Romanian version, here.

The need for space differs from one person to another according to their education, their background, their culture and their job. We come to appreciate a space as we get older. Our perception of distance is not an innate gift, but one that we learn after many experiences, and with each of them we review our concept of distance.

There is an experiment carried out in a community of porcupines which proved that animals need an individual space where they can feel safe. In frosty winters, porcupines gather and huddle together to get warm. But the closer they get, they touch each other with their quills and they hurt each other. Sometimes they bleed, and then they disperse. But the cold comes in through the empty spaces and they come closer again. Slowly, they come to approximate the right distance to stay warm without pricking each other. Likewise, people feel the need to come closer, enough to feel each other’s warmth, yet without being invaded and hurt.

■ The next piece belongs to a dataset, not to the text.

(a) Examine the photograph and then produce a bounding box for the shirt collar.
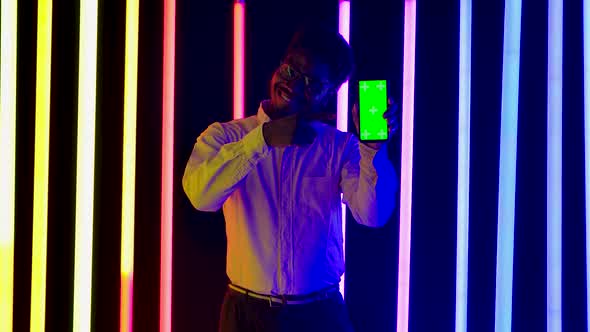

The principle of distance and closeness explains the large spaces that some people keep around them, precisely because they have been hurt. And those who want permanent closeness, verging on dependence, do not feel safe in their personal space.

In the exploratory talks before getting into a relationship, we estimate distances, see how many steps ahead and how many steps back we can take without losing the other. Any type of connection comes with these trials, when we don’t know the rules, such as spaces in the official environment. Estimating distances is a form of code decryption to be able to communicate to as to be understood. Offences, insults and yelling are part of the rampant invasion of someone else’s space, it disturbs balance and breaks reference points. Just like specialists recommend four hugs a day, which stimulate endorphins, violent touches cause real hurricanes in organising the space of the hurt one.

Distance and closeness define us, stimulate us and set our limits as regards what we can build in our relationships with those around us. It is on empty spaces that love can grow, which is why we may not feel it as an invasion, as long as it fills them perfectly.